Part of that decline is due to much more efficient processes. The basic oxygen furnaces and continuous casters now in use can make steel using a fraction of the work, energy and manpower required by open hearth furnaces the industry used during its heyday.

Additionally, much of the steel produced today comes from recycled scrap, as opposed to using the more expensive and complex process of turning iron ore into steel. In fact, the biggest steelmaker in the United States, Nucor (NUE), uses recycled scrap. It started with a single minimill in 1969.

"Nucor did more to kill traditional American steel production than the Chinese ever did," said Stephen Mihm, a University of Georgia history professor who specializes in the history of business.

steel history alabama
Two steelworkers at Alabama's Birmingham Steel Company in 1942.

But Nucor wasn't the only problem. Foreign competitors in Europe and Japan were much faster to adopt more efficient technologies after World War II, giving them an edge. Making matters worse, Mihm said, the United States was reluctant to change its ways, giving the mills overseas an even bigger advantage.

"Neither labor nor management were thrilled about the idea of spending the capital to switch to basic oxygen furnaces," He said. "But labor wasn't the one making the capital investment decisions. It's ultimately management that dropped the ball."

Rise of foreign steelmakers

But others say that US efforts to help Europe and Japan rebuild after the war gave foreign competitors a big advantage by helping to lower the cost of capital those steelmakers needed to rebuild.

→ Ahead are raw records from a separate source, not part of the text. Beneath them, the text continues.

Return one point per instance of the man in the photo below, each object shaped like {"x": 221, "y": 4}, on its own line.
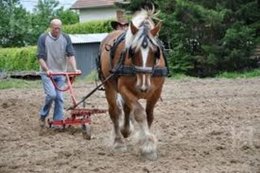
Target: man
{"x": 55, "y": 51}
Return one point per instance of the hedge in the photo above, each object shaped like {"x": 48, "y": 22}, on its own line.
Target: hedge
{"x": 18, "y": 59}
{"x": 88, "y": 27}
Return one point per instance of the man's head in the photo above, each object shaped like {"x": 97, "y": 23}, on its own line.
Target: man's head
{"x": 55, "y": 27}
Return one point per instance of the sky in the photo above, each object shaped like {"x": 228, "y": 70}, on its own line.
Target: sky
{"x": 30, "y": 4}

"We basically gifted steel industries to Germany and Japan," said Scott Paul, president of the Alliance for American Manufacturing, a public interest group supported by both the Steelworkers union and leading manufacturers. "Blaming the American steel industry, I'm not so sure that's fair."

Then came the industrialization of China, which led to a boom in the steel industry there unlike anything since the industrial revolution.

China's steel production went from a third of the output of American mills in 1981 to match US production only 12 years later. It's posted an 800% increase in production since then.

Today China's steel industry produces roughly half the steel in the world, according to World Steel, a global industry trade group. American mills produce less than one tenth the volume of China.

And while much of that production is used by Chinese auto plants and construction, there is no question that there are massive amounts of Chinese steel exports driving down prices around the globe.

"China has a lot of zombie steel mills turning out steel that no one needs," said Paul. "It's unbelievable how market distorting it is. In a labor intensive industry like steel, that means closing mills and layoffs."

A different economy

At the same time that foreign steelmakers became more competitive, the US economy shifted away from manufacturing goods, and became centered around providing services.

The growth of industries like banking, media and much of the tech sector, helped push steel aside.

To mark the end of an era, U.S. Steel (X) was dropped from the Dow Jones industrial index, a list of the nation's most powerful companies, after 90 years in 1991. Disney (DIS) joined the index at the time, as did JPMorgan, which is ironically a Wall Street firm named for the founder of U.S. Steel.

Bethlehem Steel, was the last steel company to fall out of the Dow in 1997, when Walmart (WMT), Hewlett-Packard (HPQ) and Travelers (TRV) insurance were added in.